O toplulukta onların inançları geçer akçe olmadığı için sırf onlara yaranmak için önce inanca dair revizyonlar yapmışlar... Öyle ki memleketteki cümle ulema ve akıllı adamlar bu topluluğun rüyasıyla yitirilmekte olan ve bu millete bu toprakları vatan yapan inancın ne uğruna kurban edildiğini düşünemeyecek kadar aptallaşmış durumdaymışlar... İdarecilerinden aydınlarına koca memleket uzun yıllar bu rüya ile yatıp kalkar olmuşlar...
Önce mertlik bozulmuş... Sonra dostluklar yerini karşılıklı çıkar ilişkilerine bırakmış... Her yandan pis kokular yükselmekte; rüşvet, zimmet, dolandırıcılık, tecavüz gibi suçlar neredeyse hatırısayılırlığın tescili anlamına gelir olmuş... Balığın baştan koktuğunu farkedemeyen millet aslında topyekun bu topluluğu istemiyor ve bazı kesimlerce bu olay şiddetle eleştiriliyormuş ancak kandırılmış ve inandırılmış halk ısrarla o hayalin ardınca gidiyormuş...
O topluluk "gak" dese yasa çıkıyor "guk" dese zam yapılıyormuş... Koca memleket bir avuç gözünü hırs bürümüş mutlu azınlığın oyuncağı durumuna düşmüş durumdaymış... Derken bu topluluğun hatırısayılır bir üyesi birgün aslında topluluklarının o milleti kabul edemeyeceğini açık açık söylemiş olmasına rağmen hala ısrarla topluluğa giriciler güruhu bu sözü bile bazı değişiklikler yapmaya dair bir emir telakki ederek bir niyet mektubu sunmuşlar...
Asla tarih boyunca hiçbir medeniyet ya da gücün sömürgesi olmayan bu millet adım adım gizli sömürgeleşmeye gittiğinin farkında değilmiş...

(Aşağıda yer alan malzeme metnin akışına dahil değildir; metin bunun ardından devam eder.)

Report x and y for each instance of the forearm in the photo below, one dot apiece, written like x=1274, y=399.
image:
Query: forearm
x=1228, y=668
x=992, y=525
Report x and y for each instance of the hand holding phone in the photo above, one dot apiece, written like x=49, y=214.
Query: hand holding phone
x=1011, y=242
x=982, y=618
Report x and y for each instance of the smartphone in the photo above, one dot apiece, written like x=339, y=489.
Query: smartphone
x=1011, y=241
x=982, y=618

Uğruna mücadele ederek kazandıkları toprakları savaşlarla bu milletin elinden alamayacağını bilen diğer devletlerin bir oyunu olan bu topluluk yalanı yıllarca devam etmiş...
Bir sabah bu millet uyandığında bir de ne görsün...
Ülkede darbe olmuş...
Masal bu ya...
Darbeyi bu ülkeyi yedidüvelin elinden alan ve bu millete asaletin dünyada sonradan olunamayacağını öğreten kurtarıcısı ve silah arkadaşları yapmış... Mavi gözlü, altın sarısı saçlı bu dev adam önce yöneticileri ve tebasını sürmüş vatandan... Sonra millete bir sesleniş konuşması yapmış... Bütün bir millet tıpkı milli mücadele yıllarında olduğu gibi bir arada ve aynı hedefe bakıyormuş: Kurtarıcısına...
Her masalda gökten üç elma düşer... Sonra birileri muradına erer birileri de çıkar kerevetine...
O millet muradına ermiş mi bilinmiyor ama bildiğim tekşey var...
O kurtarıcı aslında o milletin yüreğindeki inançmış... Ve darbe de gerçekten bu milletin evlatlarının iktidarıymış...
O milletin kafasına da üç elma düşmüş: Biri o milletin aymazlığına, ikincisi istiklal ve istikballerini yitirmek bahasına gördükleri rüyayı bu millete kurtuluş olarak sunan üç beş menfaatpereste inanan aydınlara... Üçüncüsü mü? O da bu masala okuyarak iştirak eden sana...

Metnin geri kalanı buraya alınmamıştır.